Friday, February 12, 2010
Isaiah 9:6a To us a child is born, to us a son is given.
EARTHLY CHILD -- HEAVENLY PROMISE
"Although Hebrew is normally an unrhythmical language, Isaiah's words here have a pronounced rhythm, just as does our translation, except that the original is more resonant. The two sentences stand side by side without connective--the way a heart overflowing with joy would express itself. The prophet views the Child as a newborn baby, flesh of our flesh, and lying in the lap of his virgin mother. He entered the world not, like Adam, as a mature adult, but as the Woman's Offspring, the virgin's Son, carried by and born of a woman. He entered the world, however, not as the result of a deliberate act of a man and a woman. This child is "given"; He is presented to us as a gift by the special decision and act of God. The word "son" ... is simply a poetic parallel to "child." God has "given" us this Child (Jn 3:16), has "sent" Him into the world (Gal 4:4), by His "set purpose and foreknowledge" (Ac 2:23). The phrase "to us" emphasizes that the Child is given in the first place and appropriately, to believers; only they actually benefit from the salvation He brings. This is not to deny that Christ was appointed and was born to be the Savior of all people without exception, a fact the Scripture elsewhere teaches clearly" (August Pieper).

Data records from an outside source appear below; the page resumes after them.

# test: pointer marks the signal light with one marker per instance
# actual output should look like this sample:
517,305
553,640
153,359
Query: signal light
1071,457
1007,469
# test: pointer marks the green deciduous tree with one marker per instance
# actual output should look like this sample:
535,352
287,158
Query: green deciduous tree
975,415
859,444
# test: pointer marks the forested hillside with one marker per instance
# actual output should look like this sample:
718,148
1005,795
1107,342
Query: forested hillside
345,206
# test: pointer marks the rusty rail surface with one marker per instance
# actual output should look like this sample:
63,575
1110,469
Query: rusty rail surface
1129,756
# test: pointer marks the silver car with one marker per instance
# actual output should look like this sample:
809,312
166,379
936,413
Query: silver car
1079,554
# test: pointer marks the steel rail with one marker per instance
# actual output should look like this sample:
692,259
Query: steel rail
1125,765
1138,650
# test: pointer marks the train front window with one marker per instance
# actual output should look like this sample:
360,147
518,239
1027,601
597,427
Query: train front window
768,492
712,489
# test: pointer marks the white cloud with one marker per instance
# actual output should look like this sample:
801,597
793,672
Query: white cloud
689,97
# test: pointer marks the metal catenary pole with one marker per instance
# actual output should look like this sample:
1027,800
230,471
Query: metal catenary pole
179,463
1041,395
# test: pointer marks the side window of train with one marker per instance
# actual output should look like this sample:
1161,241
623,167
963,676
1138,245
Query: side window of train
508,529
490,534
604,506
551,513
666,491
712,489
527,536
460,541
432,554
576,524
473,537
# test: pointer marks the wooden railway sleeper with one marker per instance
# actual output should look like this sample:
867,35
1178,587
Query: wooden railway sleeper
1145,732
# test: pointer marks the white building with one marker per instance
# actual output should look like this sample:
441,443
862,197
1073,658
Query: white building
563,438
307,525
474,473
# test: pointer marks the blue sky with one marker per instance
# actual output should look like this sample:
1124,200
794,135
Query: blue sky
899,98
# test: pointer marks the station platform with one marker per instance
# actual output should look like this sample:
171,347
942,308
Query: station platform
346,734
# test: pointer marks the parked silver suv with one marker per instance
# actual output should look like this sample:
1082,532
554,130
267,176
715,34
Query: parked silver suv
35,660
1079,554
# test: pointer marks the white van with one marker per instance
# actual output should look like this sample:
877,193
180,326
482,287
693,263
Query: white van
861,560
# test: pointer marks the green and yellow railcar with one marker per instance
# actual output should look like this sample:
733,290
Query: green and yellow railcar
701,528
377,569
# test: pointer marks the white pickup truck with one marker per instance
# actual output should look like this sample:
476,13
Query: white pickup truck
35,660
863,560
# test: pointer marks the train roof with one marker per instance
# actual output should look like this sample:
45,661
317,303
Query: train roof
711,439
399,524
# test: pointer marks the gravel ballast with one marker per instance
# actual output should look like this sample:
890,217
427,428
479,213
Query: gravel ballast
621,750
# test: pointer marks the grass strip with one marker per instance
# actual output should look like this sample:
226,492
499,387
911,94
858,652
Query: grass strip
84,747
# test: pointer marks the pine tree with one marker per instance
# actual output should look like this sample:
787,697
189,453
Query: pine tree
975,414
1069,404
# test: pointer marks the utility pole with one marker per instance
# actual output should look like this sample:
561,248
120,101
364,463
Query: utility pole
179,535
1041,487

It is clearly amazing that to these people who "sit in darkness," who suffer under the cruelty of the coming darkness, the Lord God offers this comfort, a Child. It is true that Isaiah will proclaim this Child both as God and as the seed of David to restore the Davidic kingdom. But he starts with neither. He therefore makes it clear that the remedy to their and our vast suffering is not immediate and is not glorious. This child is God wrapped in lowliness; this Child is the hope of what will be, not of what now is. Many people will and do throw such a promise away in disgust. What good is that to me now? I don't care about heaven and God and the spiritual, I care about my "perceived needs." "I care about right now." But it is a Child which the Lord gives and it is faith that perceives His value and holds on to Him until the maturing of God's own time--at which point the result will be "Wonderful."